En sus inicios, los libros se crearon utilizando ASCII (American Standard Code for Information Interchange), código estándar basado en el alfabeto latino. Es la representación numérica de un caracter como, por ejemplo, la i, la f o la @. Esto permite que una computadora despliegue los caracteres correctos de un texto digital. Dos ventajas de los archivos ASCII es que podían ser leídos por cualquier computadora y necesitaban muy poco espacio para ser almacenados. En aquellos días los libros se distribuían utilizando el FTP,19 ya que la red mundial todavía no existía, y las conexiones eran lentas. Los textos digitales en ese formato eran ligeros, se enviaban con facilidad por la red y cualquier computadora desplegaba el texto correctamente.

Sin embargo, ASCII es un formato muy simple y consta de un número muy limitado de caracteres. Por estar enfocado principalmente en el idioma inglés, en su formato más básico no incluía caracteres con acentos.

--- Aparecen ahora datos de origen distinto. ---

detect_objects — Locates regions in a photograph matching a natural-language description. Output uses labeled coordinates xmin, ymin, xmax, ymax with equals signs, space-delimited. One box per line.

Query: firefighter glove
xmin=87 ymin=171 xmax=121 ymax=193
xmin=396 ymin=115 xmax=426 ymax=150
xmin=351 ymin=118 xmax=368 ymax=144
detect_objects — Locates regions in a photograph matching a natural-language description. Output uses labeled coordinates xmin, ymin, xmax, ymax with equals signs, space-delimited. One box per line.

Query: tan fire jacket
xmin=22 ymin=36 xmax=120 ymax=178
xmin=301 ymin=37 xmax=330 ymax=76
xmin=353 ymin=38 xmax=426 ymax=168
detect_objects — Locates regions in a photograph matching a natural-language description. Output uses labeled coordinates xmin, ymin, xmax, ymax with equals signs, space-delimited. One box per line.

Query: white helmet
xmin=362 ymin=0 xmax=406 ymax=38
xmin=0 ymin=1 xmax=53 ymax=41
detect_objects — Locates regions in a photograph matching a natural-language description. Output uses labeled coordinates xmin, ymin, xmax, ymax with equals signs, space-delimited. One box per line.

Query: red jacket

Además tiene pocas facilidades para el manejo de la presentación del texto (tipografía, cursivas, negritas) u otros elementos importantes para el diseño como tamaño de letra, alineación de párrafos y títulos, entre otros. No había, pues, herramientas para indicar con facilidad las secciones (capítulos, apartados, etcétera) o la portada, tabla de contenido, índice o bibliografía; tampoco podía señalarse la paginación. Los textos solían dividirse en archivos separados, uno por capítulo, numerados en orden (por ejemplo, moby-000.txt, moby001.txt, moby002.txt) y la paginación se indicaba en el mismo texto de la siguiente manera: .< p 7 >. No era factible incluir ilustraciones o dibujos dentro del texto, se enviaban como archivos separados, con una indicación de qué imagen correspondía a cada texto.

En resumen, los libros electrónicos del Proyecto Gutenberg eran, en esencia, el texto extraído del objeto, y se insertaban marcas para indicar aspectos no relacionados con el texto per se —eso que se ha denominado metatexto— pero que formaban parte de la construcción de un libro como objeto y no sólo como texto. Los libros del Proyecto Gutenberg al principio eran sin duda libros electrónicos en el sentido de que el texto en su conjunto se encontraba en formato digital, con un despliegue rudimentario en la pantalla. El formato ASCII, diseñado para otros fines, carecía de la sofisticación necesaria para reproducir los elementos no textuales de un libro. En los siguientes años, con la llegada de la red mundial, el proyecto empezó a manejar otros formatos como HTML y PDF, y en años recientes, el ePub.